06 SES 07 A, Making School in the Age of the Screen
The way in which we commonly understand education today finds its origins in the way the new generation was introduced in the existing world in the schools of the Ancient Greek city-states. (Stiegler 2006, Masschelein & Simons 2013). That is, as a social practice that sets a particular disciplinary regime of attention-formation, and that mediates our relation with the world largely through textual technologies (rather than by raising children solely through the immediacy of real-life experiences and confrontations) (Cf. Mollenhauer 2014) . This, moreover, involves drawing children away from the sphere of the household to a specifically designed environment, and gathering them there on the basis of chance (at least too some extent). Recent changes, such as the privatization and marketization of education, far-reaching processes of globalization and deinstitutionalization, but above all the ubiquity of digital tools and the inevitability of constantly relying on them in all spheres of life, challenge much of what we have taken for granted and pose new issues for which we currently lack an appropriate language.
Therefore, in this symposium we want to address the impact of digitization on education in the (near) future, and more specifically zoom in on the issue whether it is still possible to understand education along the lines of the particular 'pedagogical form' of the school (Masschelein & Simons 2010). We will focus on one particular, but most distinctive characteristic of digital media, viz. that it concerns screen-related technologies. In other words, we investigate whether it is conceivable 'to make school' in a time in which digital media have become ever-present in our lives. To be clear, we are not looking for differences in learning outcomes related to pre-digital and digital conditions (finding out whether students perform better when instructed in a traditional school as opposed to on-line). Instead, we want to explore the hypothesis that the introduction and proliferation of screen-related technologies fundamentally affects the very meaning of what it means to educate and to become an educated being (Cf. Postman 1984, Boehme 2006).
Rather than starting from the idea that there is a perennial definition or essence of what education is (or should be) and that the means we use to educate are merely instrumental to the realization of a given, predefined pedagogical form, we explore the opposite hypothesis that transitions in means, i.e. in educational technologies, affect what education is all about (cf. Stiegler 2010). More precisely, this implies that the school itself, as described above, can be seen as a particular technological assemblage that brought along a unique way of connecting to others and the world, to teachers and students, as well as to the material they study - viz. a way of relating that was mediated by textbooks, blackboards, maps and charts, but also by precise physical gestures (pointing out, demonstrating, etc.) bodily disciplines and repeated exercise in the physical presence of others. Seen from this perspective, the implementation of digital technologies in education not only implies that from now on the screen mediates our connection with others and the world, but also brings about entirely different and unforeseen ways of educating .

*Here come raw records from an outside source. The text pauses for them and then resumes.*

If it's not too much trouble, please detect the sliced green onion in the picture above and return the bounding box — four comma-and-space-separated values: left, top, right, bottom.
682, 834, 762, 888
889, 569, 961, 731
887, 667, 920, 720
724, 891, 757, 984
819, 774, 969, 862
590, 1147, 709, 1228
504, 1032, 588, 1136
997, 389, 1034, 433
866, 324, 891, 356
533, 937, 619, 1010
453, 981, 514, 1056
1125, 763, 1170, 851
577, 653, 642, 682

Therefore in this symposium we want to analyze and articulate what it means to educate and to get educated under these changed conditions. We will especially focus on the new kind of gestures that go along with screen-based education, on the one hand, and on the (im)possibility of truly gathering students around something when they connect with others/the world via the screen, on the other hand. We approach this issue both at a theoretical level, and by investigating existing practices.
Böhme, J. (2006). Schule am Ende der Buchkultur. Medientheoretische Begründungen schulischer Bildungsarchitekturen. Bad Heilbrunn: Klinkhardt. Masschelein, J. & Simons, M. (2010). Jenseits der Excellenz. Eine kleine Morphologie der Welt-Universität (F. Opperman, Trans.). Zürich: Diaphanes. Masschelein, J. & Simons, M. (2013). In defence of the school. A public issue. Leuven: E-ducation, Culture & Society Publishers. Mollenhauer, K. (2013). Forgotten Connections. On Culture and Upbringing (N. Friesen, Trans.). London: Routledge. Postman, N. (1982).The Disappearance of Childhood. New York: Vintage Books Stiegler, B. (2006). La télécratie contre la démocratie. Lettre ouverte aux représentants politiques. Paris : Flammarion. Stiegler, B. (2010).Taking Care of Youth and the Generations (S. Barker, Trans.). Stanford : Stanford University Press.